Scheduled flights began at the Tofino Airport prior to the upgrades but Fortune said he’s seen massive increases in traffic with the upgrades.

“We’ve definitely seen a huge increase in scheduled traffic,” he said, though he was careful to point out that the West Coast and the Alberni Valley are in different situations—in part due to Tofino and Ucluelet’s designation as resort municipalities, which attracts more tourists.

“You’ve got a natural draw—you’ve got the UNESCO biosphere zone, you’ve got Pacific Rim National Park, there’s fishing, there’s surfing... there’s a bunch of draws in this neck of the woods.”

Fortune also cautioned that even if the runways in Tofino and the Alberni Valley Regional Airport are the same length, conditions are still different.

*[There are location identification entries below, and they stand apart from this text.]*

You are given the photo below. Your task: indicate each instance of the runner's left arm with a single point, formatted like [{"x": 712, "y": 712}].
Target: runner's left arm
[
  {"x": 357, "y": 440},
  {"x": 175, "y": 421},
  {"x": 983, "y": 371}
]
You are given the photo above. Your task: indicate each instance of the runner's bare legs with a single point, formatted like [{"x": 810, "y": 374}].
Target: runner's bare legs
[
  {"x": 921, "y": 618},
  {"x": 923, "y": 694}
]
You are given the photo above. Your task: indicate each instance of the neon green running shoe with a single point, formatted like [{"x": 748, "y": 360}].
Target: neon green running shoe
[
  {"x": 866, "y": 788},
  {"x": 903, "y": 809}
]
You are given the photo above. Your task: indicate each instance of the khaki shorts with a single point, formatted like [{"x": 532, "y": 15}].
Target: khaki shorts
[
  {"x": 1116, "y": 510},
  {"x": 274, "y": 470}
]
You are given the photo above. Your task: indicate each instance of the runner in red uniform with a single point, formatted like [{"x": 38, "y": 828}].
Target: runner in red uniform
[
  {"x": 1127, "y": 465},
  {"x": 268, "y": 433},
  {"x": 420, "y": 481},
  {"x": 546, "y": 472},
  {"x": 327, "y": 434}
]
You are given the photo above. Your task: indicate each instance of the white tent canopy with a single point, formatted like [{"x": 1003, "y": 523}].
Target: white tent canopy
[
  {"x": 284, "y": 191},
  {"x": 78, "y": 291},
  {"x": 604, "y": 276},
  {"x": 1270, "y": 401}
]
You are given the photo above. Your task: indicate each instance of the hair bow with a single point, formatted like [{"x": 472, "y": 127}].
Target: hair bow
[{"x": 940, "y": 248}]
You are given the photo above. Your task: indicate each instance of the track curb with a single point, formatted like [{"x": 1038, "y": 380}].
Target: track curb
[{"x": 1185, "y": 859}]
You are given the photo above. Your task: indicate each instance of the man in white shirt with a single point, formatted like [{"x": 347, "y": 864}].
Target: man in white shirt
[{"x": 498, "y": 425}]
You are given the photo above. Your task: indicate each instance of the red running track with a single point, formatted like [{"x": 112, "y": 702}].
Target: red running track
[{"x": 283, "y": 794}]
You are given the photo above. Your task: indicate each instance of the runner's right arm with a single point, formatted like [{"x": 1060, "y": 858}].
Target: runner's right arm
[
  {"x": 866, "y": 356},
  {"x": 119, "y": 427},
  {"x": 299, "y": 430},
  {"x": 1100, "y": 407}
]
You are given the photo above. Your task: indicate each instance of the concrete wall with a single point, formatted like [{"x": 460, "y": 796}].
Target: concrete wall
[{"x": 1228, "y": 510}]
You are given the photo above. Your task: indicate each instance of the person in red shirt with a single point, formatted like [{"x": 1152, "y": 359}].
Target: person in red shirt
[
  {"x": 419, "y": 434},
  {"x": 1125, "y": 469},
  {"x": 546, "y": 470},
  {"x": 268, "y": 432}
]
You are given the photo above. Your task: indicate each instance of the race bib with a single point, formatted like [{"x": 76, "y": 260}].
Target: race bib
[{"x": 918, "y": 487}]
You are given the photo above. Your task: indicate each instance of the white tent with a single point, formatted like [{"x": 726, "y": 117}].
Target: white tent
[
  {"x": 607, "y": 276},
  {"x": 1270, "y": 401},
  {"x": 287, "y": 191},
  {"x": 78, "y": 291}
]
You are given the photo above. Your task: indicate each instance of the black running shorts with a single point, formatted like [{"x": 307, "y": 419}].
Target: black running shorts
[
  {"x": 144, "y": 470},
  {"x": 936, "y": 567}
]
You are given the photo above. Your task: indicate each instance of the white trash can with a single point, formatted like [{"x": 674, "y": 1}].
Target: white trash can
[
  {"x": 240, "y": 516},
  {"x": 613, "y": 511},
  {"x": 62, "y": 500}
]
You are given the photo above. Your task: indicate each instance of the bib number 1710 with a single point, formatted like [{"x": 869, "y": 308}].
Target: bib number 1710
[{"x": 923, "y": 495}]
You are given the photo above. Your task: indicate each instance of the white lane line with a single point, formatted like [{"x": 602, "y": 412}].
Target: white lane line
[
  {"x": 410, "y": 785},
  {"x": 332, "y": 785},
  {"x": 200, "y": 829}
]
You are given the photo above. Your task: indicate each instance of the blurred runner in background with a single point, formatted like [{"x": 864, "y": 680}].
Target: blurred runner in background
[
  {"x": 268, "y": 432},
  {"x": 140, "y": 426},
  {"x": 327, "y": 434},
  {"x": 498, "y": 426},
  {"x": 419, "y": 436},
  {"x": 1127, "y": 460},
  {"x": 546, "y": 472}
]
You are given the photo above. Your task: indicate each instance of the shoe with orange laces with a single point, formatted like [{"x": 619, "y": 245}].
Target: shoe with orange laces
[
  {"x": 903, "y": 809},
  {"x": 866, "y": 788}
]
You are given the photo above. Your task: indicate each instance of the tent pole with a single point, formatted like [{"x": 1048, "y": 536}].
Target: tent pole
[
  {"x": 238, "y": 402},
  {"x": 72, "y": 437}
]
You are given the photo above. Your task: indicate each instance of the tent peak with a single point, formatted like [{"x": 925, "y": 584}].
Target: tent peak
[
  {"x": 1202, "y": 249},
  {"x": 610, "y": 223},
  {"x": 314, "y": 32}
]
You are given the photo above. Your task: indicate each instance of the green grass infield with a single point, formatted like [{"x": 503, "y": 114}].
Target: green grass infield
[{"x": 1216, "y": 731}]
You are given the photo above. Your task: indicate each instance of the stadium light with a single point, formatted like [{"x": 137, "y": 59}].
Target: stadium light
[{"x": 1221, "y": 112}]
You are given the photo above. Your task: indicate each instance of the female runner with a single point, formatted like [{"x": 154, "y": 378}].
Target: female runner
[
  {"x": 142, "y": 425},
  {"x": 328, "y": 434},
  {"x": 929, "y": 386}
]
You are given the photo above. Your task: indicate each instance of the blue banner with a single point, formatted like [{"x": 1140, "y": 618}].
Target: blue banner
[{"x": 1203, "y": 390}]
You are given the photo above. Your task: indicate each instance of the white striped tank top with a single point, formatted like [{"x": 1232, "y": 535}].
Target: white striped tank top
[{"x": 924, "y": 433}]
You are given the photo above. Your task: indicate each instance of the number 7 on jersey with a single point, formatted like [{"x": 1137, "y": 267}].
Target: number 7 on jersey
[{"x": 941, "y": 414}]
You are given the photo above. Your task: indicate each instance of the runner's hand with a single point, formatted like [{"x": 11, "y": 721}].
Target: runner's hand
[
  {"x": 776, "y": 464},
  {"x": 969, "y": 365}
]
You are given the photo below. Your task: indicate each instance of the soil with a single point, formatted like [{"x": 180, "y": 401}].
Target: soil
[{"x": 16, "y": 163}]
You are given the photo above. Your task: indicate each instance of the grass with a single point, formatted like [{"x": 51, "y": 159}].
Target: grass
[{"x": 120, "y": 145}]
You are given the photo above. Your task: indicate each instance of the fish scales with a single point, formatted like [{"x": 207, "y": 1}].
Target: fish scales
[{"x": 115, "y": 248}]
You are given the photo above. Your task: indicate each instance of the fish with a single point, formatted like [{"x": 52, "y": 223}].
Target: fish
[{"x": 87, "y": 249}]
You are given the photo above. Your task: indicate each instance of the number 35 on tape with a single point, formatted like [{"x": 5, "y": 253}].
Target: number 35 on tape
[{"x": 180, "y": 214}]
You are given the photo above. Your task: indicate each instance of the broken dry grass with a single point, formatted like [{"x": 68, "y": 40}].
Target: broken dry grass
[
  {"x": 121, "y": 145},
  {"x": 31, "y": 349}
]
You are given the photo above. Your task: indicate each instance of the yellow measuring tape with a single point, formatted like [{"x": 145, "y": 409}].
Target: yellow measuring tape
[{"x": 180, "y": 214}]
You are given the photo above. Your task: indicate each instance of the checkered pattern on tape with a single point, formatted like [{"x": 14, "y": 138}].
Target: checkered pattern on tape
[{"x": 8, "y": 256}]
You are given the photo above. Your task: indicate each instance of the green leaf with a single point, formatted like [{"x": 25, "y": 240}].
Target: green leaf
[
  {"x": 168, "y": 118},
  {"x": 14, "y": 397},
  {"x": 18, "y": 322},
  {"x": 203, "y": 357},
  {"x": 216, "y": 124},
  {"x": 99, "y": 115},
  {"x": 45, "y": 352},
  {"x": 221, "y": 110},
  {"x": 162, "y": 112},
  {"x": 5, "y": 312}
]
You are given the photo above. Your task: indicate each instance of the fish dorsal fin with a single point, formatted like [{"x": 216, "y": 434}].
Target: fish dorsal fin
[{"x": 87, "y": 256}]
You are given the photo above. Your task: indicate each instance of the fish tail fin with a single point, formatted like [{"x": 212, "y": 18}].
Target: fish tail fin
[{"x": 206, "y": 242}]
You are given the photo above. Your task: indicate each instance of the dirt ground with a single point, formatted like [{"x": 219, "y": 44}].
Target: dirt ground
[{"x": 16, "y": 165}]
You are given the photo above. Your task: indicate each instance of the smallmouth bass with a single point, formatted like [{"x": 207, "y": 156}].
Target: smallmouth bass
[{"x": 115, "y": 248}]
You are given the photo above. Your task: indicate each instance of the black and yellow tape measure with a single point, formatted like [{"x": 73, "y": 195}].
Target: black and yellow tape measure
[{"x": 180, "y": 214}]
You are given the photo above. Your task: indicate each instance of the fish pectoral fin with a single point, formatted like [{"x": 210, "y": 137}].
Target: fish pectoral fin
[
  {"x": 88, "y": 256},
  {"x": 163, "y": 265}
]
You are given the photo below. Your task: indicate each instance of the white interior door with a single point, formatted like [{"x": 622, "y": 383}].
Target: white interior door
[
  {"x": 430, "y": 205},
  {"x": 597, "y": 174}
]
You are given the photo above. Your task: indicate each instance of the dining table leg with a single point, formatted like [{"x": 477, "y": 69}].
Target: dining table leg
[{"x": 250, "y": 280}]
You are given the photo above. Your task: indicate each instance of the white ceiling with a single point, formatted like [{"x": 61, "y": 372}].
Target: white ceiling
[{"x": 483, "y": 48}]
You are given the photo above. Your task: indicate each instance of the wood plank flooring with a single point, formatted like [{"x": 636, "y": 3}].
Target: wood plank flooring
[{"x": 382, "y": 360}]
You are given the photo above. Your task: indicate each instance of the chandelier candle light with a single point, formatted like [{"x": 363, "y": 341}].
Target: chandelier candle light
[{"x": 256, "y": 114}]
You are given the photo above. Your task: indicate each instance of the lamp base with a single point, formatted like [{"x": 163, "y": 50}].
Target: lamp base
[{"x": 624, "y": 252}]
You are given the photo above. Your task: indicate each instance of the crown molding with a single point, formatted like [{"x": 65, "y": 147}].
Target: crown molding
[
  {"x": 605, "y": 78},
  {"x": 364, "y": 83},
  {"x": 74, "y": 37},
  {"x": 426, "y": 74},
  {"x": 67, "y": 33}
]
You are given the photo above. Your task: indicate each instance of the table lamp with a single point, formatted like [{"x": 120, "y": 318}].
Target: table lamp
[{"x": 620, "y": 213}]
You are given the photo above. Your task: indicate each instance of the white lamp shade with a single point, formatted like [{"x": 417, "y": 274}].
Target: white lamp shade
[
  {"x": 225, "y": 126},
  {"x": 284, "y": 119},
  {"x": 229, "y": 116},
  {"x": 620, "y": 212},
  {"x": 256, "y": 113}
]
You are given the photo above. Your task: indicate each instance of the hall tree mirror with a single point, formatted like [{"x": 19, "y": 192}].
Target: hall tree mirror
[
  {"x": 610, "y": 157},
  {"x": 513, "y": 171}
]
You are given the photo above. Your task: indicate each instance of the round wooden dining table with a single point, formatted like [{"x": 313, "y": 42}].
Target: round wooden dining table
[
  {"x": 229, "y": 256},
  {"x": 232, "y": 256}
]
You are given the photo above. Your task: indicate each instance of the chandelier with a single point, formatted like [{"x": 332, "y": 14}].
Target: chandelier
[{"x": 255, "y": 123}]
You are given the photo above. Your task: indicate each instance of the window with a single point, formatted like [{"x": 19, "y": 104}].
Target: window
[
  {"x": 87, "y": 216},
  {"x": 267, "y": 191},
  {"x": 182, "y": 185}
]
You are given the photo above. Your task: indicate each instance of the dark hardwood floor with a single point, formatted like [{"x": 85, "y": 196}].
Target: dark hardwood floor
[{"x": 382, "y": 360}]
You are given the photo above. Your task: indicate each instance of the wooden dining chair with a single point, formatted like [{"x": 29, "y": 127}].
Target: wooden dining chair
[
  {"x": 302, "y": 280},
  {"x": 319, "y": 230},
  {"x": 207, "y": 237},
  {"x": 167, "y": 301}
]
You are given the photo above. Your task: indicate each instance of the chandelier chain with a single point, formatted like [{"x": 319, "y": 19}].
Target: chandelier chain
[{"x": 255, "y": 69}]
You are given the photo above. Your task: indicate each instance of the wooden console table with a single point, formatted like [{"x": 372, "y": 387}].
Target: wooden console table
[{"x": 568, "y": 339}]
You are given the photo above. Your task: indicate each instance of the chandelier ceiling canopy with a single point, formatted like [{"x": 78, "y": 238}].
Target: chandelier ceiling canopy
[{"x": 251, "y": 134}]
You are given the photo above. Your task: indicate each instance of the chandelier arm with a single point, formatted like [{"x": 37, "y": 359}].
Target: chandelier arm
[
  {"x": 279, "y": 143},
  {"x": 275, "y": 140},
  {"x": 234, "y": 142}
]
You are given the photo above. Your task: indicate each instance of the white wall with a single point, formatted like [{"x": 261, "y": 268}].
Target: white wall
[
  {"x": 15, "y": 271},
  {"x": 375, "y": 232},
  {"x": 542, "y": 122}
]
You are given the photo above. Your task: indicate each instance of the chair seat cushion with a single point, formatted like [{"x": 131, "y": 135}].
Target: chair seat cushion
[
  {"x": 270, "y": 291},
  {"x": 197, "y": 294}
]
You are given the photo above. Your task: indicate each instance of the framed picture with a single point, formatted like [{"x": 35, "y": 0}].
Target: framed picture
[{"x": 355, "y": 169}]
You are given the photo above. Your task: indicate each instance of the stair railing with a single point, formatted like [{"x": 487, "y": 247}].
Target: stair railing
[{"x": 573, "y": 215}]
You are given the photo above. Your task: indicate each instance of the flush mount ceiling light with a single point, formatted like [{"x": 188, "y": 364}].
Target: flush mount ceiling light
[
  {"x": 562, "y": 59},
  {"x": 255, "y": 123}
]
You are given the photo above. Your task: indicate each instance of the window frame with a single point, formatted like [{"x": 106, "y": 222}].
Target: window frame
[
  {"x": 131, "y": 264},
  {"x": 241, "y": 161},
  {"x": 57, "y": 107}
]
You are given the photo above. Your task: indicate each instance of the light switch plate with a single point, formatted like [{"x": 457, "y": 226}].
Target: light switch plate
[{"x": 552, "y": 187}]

Tofino’s busiest time is the summer tourist season but that might not play out as well in the Alberni Valley.

“The thing that creeps in with the Port Alberni situation is a thing called density altitude— that is, the hotter it gets the thinner the air gets. So the less performance you can expect from an aircraft,” Fortune said.

Tofino’s average summer temperatures are in the early 20s [degrees Celsius], Fortune said, while the Valley reaches the mid 30s. Tofino is only 80 feet above sea level, while the Alberni Valley’s airport is actually 250 feet above sea level.

“What happens is that you can pull a full load out of Tofino at 21 [degrees] but in Port Alberni it’s 35 so your performance is almost cut in half,” he said.

“So technically you’d need at least a good third more [of runway length] to operate the same place with the higher temperature.”

Fortune added that while that is a safety factor that aviation companies and pilots will have to consider, it’s only one of many factors that are considered when deciding whether or not an airport is suitable.